Тамошнее начальство предоставило Некрасову свободу действий. Он решил отправить группу молодых местных лидеров в Советский Союз, чтобы они посмотрели, как там живут мусульмане. Некрасову и Сайметдинову удалось, преодолев серьезные трудности, убедить местного муллу отправиться с ними. Оно того стоило: вскоре после возвращения муллы Некрасов услышал, как тот в красках описывает визит через свои муэдзинские репродукторы.

В Кабуле Некрасов заполучил передвижную киноустановку с набором индийских, советских и афганских фильмов и тремя операторами-афганцами. Он выпросил самолет, чтобы доставить команду в Фарьяб, и стал возить кино по провинции. Некрасов имел успех даже в тех кишлаках, что были настроены враждебно. Он показывал фильмы бесплатно, но при двух условиях: в течение недели перед показом в кишлаке не должно было быть стрельбы, а на время сеанса оружие следовало оставить снаружи. По иронии, наибольшую популярность у зрителей снискало «Белое солнце пустыни», хотя изображенные в фильме мятежники были этнически близки самим афганцам.

Некрасова, как и других гражданских советников, время от времени впутывали в военные операции. Но его связи порой помогали ему договариваться о прекращении огня с местными лидерами партизан, спасая жизни и мирных граждан, и бойцов с обеих сторон{258}.
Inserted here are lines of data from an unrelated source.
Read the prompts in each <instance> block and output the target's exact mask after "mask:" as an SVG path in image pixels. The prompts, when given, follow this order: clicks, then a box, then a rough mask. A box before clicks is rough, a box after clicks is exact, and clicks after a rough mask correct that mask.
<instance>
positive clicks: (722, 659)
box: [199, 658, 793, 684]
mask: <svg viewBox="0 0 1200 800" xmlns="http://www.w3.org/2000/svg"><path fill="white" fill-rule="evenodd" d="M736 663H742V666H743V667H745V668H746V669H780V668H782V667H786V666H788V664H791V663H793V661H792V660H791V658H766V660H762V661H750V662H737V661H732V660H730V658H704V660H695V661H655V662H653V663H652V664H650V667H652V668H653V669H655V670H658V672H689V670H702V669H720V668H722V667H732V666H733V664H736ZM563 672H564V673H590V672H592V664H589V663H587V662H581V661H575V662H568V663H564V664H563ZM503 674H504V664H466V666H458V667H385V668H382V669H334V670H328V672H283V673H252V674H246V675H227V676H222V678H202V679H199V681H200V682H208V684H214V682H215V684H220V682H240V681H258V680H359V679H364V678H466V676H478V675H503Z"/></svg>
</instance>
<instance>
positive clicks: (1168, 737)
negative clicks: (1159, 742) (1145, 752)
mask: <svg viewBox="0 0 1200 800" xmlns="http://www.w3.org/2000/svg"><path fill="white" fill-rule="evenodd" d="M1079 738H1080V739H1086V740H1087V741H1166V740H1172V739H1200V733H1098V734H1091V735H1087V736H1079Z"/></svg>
С 1986 года специалистов и советников стали отзывать, поскольку модернизация афганского общества казалась все менее достижимой. Это вызвало горькое разочарование у всех, кто рисковал жизнью и здоровьем ради благой цели. И все же, когда на родине их спрашивали, как же им удалось пережить ужасы войны, многие поняли, что смогли полюбить Афганистан. Вячеслав Некрасов писал:

Мы не выживали. Мы жили. Жили полноценно, интересно, насыщенно. Занимались серьезными мужскими делами. Конечно, были молоды, бесшабашны, быстро сходились с людьми. Прошел уже не один десяток лет, а мы до сих пор ощущаем себя единой братской семьей{259}.